Using Comparable Company Analysis, I evaluated that the UAN stock is attractive and undervalued. Comparing CVR Partners with other peer competitors like CF Industries (CF), Nutrien (NTR), and ICL Group (ICL) and using the CCA method, I estimate that the stock’s fair value is about $157. This method reflects the real-market data and is an appropriate way of analyzing CVR Partners since the company is relatively stable. However, choosing a set of comparable companies is the first and most crucial step in the CCA method. In doing so, I chose competitors with relatively similar field of work and profit margins. Data was gathered from the most recent quarterly and TTM data (see Table 1).

Table 1 – UAN financial data vs. its peers

Table 1 - UAN financial data vs. its peers

Author (based on SA data)

Analyzing other companies’ ratios and comparing them with UAN’s, we can figure out that CVR Partners looks relatively attractive and is undervalued. The company’s P/E ratio is 3.83x, which is 36% lower than the peer’s average. Also, its EV/EBITDA is 54% lower than the group’s average of 6.7x. Meanwhile, UAN’s EV/sales and EV/EBIT are 1.97x and 4.25x, respectively, which are in the same line with the peers’ averages. Ultimately, evaluating CVR Groups indicates that the stock is worth $157, a 37% upside potential. (see Table 2).

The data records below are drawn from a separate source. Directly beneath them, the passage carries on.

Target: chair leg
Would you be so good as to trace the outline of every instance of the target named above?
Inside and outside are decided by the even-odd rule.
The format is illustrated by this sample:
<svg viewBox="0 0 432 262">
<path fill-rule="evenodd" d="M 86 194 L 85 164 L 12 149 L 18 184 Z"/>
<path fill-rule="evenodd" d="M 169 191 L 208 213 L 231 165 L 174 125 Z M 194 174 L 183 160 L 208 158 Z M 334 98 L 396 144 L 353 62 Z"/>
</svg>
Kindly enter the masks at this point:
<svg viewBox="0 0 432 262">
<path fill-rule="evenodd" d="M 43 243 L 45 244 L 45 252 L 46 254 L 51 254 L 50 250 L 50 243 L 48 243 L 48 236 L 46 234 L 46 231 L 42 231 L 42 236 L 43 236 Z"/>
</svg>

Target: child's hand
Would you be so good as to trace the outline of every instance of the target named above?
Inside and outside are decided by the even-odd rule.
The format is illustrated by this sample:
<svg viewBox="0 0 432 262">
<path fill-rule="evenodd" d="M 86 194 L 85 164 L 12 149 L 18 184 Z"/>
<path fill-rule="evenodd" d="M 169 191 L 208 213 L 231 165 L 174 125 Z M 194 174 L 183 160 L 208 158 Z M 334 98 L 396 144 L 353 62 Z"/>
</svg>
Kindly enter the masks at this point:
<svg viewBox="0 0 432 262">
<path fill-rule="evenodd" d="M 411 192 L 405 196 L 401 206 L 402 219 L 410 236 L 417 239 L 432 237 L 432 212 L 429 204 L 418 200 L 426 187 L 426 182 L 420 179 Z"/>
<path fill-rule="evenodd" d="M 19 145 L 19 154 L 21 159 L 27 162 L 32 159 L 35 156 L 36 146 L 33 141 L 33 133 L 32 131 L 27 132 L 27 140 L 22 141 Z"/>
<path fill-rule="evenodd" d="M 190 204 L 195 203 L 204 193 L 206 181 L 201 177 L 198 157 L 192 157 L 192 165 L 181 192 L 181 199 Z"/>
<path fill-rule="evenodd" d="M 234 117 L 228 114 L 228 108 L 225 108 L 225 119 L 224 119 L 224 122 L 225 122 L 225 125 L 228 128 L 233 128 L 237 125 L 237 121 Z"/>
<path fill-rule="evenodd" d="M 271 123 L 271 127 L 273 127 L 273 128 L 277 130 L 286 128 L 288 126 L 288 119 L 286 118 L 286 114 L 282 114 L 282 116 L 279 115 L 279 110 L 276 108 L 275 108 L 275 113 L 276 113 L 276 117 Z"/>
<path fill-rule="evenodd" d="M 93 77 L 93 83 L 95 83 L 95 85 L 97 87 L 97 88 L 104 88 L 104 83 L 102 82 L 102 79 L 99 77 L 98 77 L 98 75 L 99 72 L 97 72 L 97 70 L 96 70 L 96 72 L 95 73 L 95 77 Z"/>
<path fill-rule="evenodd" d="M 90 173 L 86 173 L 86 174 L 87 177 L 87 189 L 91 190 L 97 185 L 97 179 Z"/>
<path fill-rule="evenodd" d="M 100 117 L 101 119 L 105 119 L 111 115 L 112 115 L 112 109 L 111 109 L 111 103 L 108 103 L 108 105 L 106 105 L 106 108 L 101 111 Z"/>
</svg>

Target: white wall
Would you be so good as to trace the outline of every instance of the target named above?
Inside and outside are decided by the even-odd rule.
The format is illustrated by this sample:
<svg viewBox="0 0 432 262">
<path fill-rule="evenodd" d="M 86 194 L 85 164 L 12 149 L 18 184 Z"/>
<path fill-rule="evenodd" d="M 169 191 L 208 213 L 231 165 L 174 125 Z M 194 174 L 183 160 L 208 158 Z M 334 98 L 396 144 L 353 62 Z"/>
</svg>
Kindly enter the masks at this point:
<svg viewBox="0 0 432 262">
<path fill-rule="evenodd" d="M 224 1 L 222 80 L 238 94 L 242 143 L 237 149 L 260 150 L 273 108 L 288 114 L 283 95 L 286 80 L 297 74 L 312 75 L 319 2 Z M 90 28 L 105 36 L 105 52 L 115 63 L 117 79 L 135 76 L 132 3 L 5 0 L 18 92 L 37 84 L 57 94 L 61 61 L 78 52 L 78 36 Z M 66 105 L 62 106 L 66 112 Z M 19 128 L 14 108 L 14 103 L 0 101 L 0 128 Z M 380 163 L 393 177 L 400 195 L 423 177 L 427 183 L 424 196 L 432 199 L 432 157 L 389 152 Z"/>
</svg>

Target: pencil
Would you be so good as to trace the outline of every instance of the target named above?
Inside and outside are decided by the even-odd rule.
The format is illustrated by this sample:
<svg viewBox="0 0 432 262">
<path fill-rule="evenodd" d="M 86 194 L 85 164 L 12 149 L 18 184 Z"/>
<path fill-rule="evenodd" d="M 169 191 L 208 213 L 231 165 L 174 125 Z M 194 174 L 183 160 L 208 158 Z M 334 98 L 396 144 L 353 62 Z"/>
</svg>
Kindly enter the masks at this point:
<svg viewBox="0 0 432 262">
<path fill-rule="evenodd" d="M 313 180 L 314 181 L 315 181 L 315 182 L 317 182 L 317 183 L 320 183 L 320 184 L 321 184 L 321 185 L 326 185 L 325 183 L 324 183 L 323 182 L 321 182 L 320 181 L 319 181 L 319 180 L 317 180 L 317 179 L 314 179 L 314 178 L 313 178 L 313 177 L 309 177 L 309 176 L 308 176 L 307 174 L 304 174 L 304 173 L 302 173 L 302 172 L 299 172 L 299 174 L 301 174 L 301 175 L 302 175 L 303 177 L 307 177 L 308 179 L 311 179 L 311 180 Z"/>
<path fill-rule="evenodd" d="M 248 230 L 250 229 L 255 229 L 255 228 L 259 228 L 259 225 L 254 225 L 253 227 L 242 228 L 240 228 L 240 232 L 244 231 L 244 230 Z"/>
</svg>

Table 2 – UAN stock valuation

Table 2 - UAN stock valuation

Author

Summary

Natural gas price in the United States and Europe have soared again in the last few weeks. High natural gas prices caused by the war in Ukraine cause the price for UAN’s products to remain high. I expect that in Q3 2022, the company’s UAN price to be $481 per ton. Also, I expect its ammonia price to be $1152 per ton. UAN’s capital structure shows a healthy cash and leverage position. Moreover, CVR Partners’ cash balance is healthy enough to bring more profit for shareholders in the future. I estimate that the stock’s fair value is $157. The stock is a buy.